Now, pound that baby in until it makes a nice high pitched tink, tink, tink sound. Swing that hammer like a man, but don't knock yourself of that tiny edge you are standing on. Drop your hammer (this is the reason piton hammers have a sling), reach for an oval and clip it into the pin. Finally you can clip your goldline rope directly to the binner and you are safe!!!!!

Climb and repeat as needed. Ahhhh, the good ole days....

No quickdraws, no cams, no nuts, no sewn skinny slings. No need for a harness, no belay devices, no helmets and, by today's standards, slippery shoes.

It is probably hard for people who started climbing in the cam era to imagine such medieval conditions, but that was the norm back then.

By asking if people did things with pitons, you assume they had a choice. Well, no, there was no choice. We climbed with what we had and loved every second of it.

So, I suggest you go find an obscure boulder, take some of your pins and pound away. Then try to get them out. Pitons BITD were relatively expensive and the main reason there were fixed pins was because somebody could not get the dang thing out.

m_jones

Trad climber
Carson City, NV
Dec 15, 2012 - 12:10pm PT
I would venture to say that all free routes on el cap are pin scar dependent. If the evolution of the piton had not stopped when clean pro took over for #3 lost arrow and larger there would be far fewer free routes on El Cap at least. Not that that is good or bad it just is.

So I found an obscure boulder. Took a couple of tomahawks and did a little test.


This was bomber but only in about 3/8" or so would have been rather spicy after a few hook moves somewhere up high! Removed it and placed it again in the same spot. This time a light tap seated it. Bounce tested and removed. Third placement it was fully seated. then moved on to placing a #2 in the same place. Seating it each time (even though it was a bomber hand placement) and removing it by hand.

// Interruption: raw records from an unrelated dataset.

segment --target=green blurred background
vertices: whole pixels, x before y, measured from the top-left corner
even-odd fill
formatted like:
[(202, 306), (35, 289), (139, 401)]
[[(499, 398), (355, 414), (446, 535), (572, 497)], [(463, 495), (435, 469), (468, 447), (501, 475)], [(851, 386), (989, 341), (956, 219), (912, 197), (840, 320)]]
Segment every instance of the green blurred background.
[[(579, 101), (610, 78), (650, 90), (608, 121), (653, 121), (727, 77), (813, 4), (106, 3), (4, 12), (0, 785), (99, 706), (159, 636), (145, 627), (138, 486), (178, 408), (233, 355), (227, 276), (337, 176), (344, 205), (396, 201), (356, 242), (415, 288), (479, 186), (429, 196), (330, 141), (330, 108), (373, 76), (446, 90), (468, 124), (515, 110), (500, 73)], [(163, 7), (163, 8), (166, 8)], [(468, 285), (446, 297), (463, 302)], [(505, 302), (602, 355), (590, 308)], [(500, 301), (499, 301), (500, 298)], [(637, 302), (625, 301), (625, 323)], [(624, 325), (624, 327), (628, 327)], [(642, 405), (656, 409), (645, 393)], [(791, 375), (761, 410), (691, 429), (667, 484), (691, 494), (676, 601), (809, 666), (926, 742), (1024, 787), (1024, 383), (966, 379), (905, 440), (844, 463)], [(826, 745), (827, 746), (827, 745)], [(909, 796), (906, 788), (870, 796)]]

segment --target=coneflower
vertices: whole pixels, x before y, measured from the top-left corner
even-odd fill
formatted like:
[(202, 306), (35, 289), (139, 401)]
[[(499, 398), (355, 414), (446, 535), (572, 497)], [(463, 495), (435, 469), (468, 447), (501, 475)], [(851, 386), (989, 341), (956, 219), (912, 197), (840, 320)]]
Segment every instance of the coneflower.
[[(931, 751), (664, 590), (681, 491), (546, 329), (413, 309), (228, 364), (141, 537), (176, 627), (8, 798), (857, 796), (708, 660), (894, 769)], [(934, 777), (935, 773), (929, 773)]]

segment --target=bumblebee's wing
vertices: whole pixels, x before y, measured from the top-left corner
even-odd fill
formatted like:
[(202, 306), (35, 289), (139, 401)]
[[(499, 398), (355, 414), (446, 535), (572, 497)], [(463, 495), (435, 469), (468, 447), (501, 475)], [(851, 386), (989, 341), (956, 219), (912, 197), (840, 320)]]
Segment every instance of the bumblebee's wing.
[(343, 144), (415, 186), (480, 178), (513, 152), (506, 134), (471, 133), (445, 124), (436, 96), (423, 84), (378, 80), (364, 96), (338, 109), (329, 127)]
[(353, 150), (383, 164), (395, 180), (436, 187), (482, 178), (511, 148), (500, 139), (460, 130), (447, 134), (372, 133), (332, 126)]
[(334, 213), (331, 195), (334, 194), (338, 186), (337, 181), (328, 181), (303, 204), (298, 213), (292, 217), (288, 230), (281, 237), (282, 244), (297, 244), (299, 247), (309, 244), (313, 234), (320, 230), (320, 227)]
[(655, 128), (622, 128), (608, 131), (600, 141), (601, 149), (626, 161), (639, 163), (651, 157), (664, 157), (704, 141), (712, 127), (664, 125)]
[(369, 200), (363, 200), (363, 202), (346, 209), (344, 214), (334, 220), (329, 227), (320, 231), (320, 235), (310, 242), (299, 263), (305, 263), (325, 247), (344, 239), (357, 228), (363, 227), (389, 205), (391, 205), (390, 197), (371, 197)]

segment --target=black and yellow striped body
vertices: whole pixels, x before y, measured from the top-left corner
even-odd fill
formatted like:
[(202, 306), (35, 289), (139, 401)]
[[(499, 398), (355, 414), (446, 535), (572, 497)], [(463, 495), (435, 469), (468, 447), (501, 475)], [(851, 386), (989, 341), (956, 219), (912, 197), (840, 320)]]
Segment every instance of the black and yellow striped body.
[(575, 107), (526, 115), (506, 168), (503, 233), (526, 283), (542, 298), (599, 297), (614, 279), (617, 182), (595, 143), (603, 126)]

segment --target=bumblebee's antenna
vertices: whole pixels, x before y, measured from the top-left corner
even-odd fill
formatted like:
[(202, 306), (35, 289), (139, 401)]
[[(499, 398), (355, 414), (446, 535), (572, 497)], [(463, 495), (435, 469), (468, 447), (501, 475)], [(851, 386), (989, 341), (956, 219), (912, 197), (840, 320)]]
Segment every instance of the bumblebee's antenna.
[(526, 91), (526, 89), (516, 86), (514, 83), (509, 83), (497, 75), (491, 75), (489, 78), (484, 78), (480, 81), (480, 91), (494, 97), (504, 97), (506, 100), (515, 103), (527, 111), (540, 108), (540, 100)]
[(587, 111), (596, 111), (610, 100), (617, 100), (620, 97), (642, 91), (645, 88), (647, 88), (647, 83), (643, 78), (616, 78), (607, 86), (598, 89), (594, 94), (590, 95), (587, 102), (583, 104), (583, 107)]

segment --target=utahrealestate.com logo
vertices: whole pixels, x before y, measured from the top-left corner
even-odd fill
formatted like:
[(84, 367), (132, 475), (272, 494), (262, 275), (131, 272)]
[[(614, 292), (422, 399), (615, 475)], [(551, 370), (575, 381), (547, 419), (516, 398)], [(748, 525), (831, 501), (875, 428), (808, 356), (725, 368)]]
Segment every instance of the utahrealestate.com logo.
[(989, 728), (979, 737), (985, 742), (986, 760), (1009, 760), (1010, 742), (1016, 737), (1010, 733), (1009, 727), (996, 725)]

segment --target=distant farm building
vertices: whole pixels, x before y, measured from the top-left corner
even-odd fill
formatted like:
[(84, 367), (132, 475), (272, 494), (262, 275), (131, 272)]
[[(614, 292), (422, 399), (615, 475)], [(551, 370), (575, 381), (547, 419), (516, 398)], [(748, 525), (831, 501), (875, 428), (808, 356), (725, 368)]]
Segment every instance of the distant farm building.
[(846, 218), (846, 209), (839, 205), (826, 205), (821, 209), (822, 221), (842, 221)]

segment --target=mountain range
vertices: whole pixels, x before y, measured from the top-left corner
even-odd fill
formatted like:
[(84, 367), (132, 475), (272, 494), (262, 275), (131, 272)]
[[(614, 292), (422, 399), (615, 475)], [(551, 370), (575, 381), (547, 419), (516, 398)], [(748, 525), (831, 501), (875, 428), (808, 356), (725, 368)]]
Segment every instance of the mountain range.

This is the scar after 50 placements. Each time tapped in by a hammer, bounce tested and hand removed.


And just to give the scar scale.


Not that I am adverse to doing my part in creating more free climbing on el cap but the main reason to use this type of pin is to maintain some of the adventure when aid climbing. And not the random adventure of wondering when you are going to pull a fixed head ladder.

Take a butter knife when aid climbing - remove useless copper heads and look for a spot for a tomahawk/beak. If you find one use it and get rid of the other fixed copperheads you do not need.

Imagine if the triple cracks had been done first with beaks!






thekidcormier

Gym climber
squamish, b.c.
Topic Author's Reply - Dec 15, 2012 - 12:25pm PT
Thanks Max. I saw you had posted this elsewhere at some point, very cool experiment.

Have the triple cracks been free climbed? Some of those inherited pitons pictured about were smashed in there on the 5th ascent! Do they take hand placed pro now?


Captain...or Skully

climber
Dec 15, 2012 - 12:31pm PT
It'll be AWHILE before the Triple Cracks are freed.